REPUBLIKA.CO.ID, JAKARTA -- Menko Kemaritiman dan Sumber Daya Rizal Ramli menilai, kasus pencatutan nama Presiden Jokowi dan Wakil Presiden, Jusuf Kalla yang disebut-sebut melibatkan Ketua DPR Setya Novanto, pengusaha Reza Chalid, dan Dirut PT Freeport Indonesia Ma’roef Syamsudin seperti sinetron.
Ia bahkan menyebut kasus yang sedang bergulir di Mahkamah Kehormatan Dewan (MKD) DPR seperti perebutan saham antargeng.
“Ini seperti yang saya pernah katakan, inikan bagaikan sinetron, pertentangan antar geng yang berebut saham ya. Tapikan kuncinya dari perdebatan ini, rakyat Indonesia dapat lebih baik atau tidak,” kata Rizal, Kamis (3/12).
(Baca juga: Insting yang Buat Presdir Freeport Rekam Pembicaraan Setnov)
Menko Kemaritiman itu mengingatkan, Presiden Jokowi sudah menjelaskan PT Freeport tetap harus membayar royalty lebih tinggi 6-7 persen. Yang kedua, Freeport harus tanggung jawab soal processing limbah.
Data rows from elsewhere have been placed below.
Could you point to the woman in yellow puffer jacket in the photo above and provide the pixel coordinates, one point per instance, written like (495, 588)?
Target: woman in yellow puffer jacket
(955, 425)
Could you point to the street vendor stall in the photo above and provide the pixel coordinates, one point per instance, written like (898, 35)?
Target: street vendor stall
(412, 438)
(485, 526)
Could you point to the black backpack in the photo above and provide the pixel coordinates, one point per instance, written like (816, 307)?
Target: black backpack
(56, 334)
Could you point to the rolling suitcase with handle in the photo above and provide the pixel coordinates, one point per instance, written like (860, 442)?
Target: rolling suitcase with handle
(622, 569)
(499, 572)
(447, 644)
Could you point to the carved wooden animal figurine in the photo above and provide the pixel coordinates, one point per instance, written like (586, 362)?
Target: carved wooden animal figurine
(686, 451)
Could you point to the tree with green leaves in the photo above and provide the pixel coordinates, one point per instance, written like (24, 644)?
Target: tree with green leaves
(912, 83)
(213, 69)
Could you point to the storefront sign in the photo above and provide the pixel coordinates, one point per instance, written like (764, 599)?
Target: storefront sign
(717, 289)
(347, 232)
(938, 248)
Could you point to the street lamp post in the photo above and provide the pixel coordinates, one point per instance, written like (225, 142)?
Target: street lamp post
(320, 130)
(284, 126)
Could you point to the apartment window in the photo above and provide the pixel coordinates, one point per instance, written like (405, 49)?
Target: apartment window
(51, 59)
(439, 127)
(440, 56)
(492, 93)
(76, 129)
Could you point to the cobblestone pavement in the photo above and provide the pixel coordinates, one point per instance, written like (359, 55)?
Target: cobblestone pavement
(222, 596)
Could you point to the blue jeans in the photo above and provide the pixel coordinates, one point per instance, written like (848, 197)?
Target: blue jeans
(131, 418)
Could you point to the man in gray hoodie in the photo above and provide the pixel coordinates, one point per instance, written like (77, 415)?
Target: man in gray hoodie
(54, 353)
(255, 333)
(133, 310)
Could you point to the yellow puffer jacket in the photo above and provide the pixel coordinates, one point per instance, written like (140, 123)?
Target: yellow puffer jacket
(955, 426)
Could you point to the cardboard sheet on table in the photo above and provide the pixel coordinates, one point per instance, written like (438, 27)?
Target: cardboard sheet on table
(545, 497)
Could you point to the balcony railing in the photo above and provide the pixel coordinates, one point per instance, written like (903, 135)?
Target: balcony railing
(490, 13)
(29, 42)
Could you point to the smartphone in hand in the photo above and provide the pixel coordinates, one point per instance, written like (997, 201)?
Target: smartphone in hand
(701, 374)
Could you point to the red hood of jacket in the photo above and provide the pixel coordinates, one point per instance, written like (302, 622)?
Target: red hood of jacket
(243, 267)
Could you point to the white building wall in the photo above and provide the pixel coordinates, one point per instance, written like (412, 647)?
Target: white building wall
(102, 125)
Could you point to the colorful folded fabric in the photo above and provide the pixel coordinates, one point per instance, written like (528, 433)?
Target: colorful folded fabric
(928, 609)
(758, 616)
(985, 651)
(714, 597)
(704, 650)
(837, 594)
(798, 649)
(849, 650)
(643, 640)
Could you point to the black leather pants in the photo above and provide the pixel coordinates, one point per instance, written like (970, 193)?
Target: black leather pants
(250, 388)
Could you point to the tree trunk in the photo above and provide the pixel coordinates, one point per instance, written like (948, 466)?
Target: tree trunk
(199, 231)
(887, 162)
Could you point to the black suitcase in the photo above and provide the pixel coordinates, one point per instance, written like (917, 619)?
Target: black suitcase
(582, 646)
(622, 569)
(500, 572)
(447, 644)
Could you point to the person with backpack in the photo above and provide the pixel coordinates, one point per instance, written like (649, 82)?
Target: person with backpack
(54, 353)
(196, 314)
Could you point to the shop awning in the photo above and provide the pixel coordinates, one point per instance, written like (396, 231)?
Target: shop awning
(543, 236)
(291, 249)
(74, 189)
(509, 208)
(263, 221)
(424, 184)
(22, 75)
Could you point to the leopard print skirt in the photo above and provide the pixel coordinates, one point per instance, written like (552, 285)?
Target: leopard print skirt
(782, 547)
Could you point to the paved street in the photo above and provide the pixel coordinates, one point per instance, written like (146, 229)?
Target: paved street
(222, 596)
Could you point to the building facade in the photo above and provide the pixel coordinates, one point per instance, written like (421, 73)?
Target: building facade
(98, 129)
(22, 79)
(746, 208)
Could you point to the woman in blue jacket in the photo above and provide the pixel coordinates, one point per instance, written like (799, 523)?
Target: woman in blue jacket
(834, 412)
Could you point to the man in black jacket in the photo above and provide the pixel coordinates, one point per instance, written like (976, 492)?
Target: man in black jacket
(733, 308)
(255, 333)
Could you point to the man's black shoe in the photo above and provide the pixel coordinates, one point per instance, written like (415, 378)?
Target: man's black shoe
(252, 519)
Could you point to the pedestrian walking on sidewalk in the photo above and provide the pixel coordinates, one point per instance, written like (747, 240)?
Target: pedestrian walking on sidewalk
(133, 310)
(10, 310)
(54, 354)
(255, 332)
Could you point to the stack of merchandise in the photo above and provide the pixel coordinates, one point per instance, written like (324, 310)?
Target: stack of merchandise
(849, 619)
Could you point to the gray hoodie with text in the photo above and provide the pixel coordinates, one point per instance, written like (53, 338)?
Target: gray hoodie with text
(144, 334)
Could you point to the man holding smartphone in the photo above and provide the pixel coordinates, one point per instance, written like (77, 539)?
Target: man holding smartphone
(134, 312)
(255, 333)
“Itu ada laporannya semua bagaimana, tanya saja sama bekas-bekas Dirjen KLH (Kementerian Lingkungan Hidup) bagaimana Freeport membuang limbah seenaknya tanpa diproses,” jelasnya.
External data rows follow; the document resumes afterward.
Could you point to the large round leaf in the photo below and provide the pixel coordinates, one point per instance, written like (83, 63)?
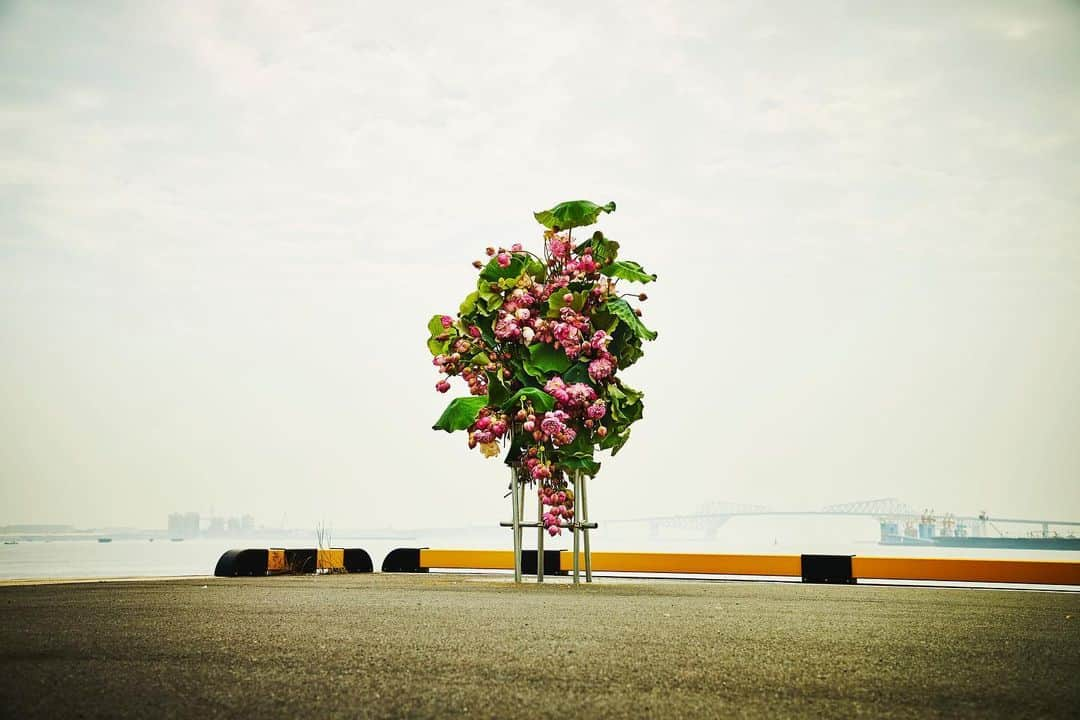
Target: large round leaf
(572, 214)
(460, 413)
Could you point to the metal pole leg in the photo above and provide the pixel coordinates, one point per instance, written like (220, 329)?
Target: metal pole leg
(516, 526)
(539, 535)
(577, 533)
(583, 500)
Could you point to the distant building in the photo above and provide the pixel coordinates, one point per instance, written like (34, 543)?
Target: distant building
(184, 525)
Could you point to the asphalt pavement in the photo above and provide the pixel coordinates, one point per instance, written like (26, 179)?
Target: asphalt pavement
(451, 646)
Yang ketiga, tutur Rizal, Freeport wajib untuk membangun smelter. Ia menyebutkan, undang-undangnya sudah memerintahkan untuk membangun smelter sejak 2009 tetapi dalam pandangannya, Freeport sengaja cari cara untuk menunda kewajiban tersebut.
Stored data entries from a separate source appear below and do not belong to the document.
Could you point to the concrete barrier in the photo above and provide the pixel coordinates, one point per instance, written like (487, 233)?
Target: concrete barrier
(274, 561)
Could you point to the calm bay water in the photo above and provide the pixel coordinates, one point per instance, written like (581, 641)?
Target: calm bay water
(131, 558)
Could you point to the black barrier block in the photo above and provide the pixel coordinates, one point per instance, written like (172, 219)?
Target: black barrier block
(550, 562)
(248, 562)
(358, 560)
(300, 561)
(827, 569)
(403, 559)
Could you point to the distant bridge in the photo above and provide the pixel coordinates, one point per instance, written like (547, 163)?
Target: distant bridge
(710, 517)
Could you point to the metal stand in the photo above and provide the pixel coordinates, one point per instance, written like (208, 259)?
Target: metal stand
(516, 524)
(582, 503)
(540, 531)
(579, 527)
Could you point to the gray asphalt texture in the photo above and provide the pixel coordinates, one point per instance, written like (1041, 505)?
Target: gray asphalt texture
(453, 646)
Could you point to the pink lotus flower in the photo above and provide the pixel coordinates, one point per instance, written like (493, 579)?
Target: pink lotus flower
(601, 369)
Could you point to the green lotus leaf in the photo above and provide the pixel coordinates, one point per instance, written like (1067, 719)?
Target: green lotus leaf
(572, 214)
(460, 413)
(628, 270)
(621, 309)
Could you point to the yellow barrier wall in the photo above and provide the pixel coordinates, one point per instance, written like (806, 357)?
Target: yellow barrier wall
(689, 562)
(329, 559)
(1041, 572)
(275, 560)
Yang terakhir adalah soal investasi. Rizal mengatakan perdebatan yang selama ini terjadi tidak terfokus pada manfaat yang ingin diperoleh pemerintah terhadap Freeport.
“Di luar itu kita anggap saja perebutan antara geng, yang berebut daging lah, berebut kue, tapi poin yang lebih penting jangan lupa (memberikan keuntungan bagi Indonesia),” ungkap Rizal Ramli.